The citizenry and the courts must stay on its toes at all times as the president invokes a flurry of executive orders. Like any real estate developer Trump is in a hurry, will force legislation just to see if someone stops him.
Ms. Hearn believes we are all apprentices and Trump is the boss. In her piece, “Trump’s Reality Hustle” she explains,
Of course, promotion and branding are in the DNA of reality television. Beyond the tales of home renovations, pawnshop owners, or botoxed rich ladies, the message of reality television has always been that life should be a non-stop entrepreneurial adventure involving the pursuit of multiple revenue streams predicated on the savvy deployment of virtuosic communicative and image skills.
Craft a persona, grab attention and break the rules, says Hearn. As she points out, Trump crafted his message to the lowest common denominator, for instance saying the word “win” 14 times in 40 seconds during a campaign speech.

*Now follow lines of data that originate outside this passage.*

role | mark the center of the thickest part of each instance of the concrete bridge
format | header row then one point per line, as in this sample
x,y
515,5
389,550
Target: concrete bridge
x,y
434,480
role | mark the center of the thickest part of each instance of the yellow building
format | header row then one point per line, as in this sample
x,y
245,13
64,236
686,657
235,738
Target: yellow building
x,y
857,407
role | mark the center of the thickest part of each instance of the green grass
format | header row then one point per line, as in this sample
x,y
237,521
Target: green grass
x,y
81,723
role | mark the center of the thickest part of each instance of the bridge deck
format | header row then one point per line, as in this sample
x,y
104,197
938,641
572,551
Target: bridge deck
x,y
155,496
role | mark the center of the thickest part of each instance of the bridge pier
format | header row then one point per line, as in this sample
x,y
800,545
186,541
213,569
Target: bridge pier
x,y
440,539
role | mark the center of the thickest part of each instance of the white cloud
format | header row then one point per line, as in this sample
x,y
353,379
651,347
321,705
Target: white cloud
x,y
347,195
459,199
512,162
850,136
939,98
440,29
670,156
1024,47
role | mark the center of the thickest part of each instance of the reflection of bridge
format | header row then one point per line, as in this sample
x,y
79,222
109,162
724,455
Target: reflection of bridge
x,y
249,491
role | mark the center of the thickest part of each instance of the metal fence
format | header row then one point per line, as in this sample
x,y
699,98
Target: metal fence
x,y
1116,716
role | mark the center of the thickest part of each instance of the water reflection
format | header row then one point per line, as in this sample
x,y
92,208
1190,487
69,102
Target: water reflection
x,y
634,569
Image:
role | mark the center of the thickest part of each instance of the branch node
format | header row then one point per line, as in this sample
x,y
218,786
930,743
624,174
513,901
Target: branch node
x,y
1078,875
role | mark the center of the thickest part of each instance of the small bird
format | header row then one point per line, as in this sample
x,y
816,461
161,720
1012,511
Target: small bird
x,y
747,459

Since the explosion of social media everyone must create an image, “cultivate a reputation, and monetize themselves by developing legions of followers or subscribers; these days, achieving a reputation for having a reputation has come to seem as reasonable a life goal as any other for many people,” writes Hearn.
“Given this,” explains Hearn “it may be a mistake to see Trump supporters as dupes who have swallowed his manufactured “winner” hype, and more correct to see them as hip to his masterful skill at creating and manipulating the hype to his own advantage. This would explain why no outrageous action or statement seems to stick to him or diminish his support.” We’re all hustling and shilling like The Donald. It’s part of the new reality. Life is one big episode of Survivor.
Those protesting hate the insecurity of the new reality age. They want a job for life, a home, free college education, and whatever else their pussy hats desire.
“In the ‘hall of mirrors’ of a promotional culture,” writes Hearn, “there is no truth or morality, only ‘winning’—attention, market share, allegiance, and votes. For Trump’s followers, his brand is his substantive skill set and all the qualification he needs to become president.”
When asked by a an Israeli reporter about the rise of anti-semitic action here and abroad since his election, Trump went on about winning 306 electoral college votes and how there will be lots of love during the next three, four or eight years.
His answer to an annoying press is, I won and you’re dishonest.
Meanwhile the stock market seems to love Trumps World. Day after day of new highs. Peter Kendall, writing for Elliott Wave, mentioned that five months after the February market peak in 1966, the Beatles released “Yesterday,” with McCartney singing “Yesterday, all my troubles seemed so far away. Now it looks as though they're here to stay.”
As the Fab Four captured the change in mood in ‘66, Kendall writes that Perry’s catchy tune “seems like a perfect fit with the split personality of [today’s] social mood.”
We’re all chained to Trump’s reality world rhythm, for now. I for one, see the trouble, trouble.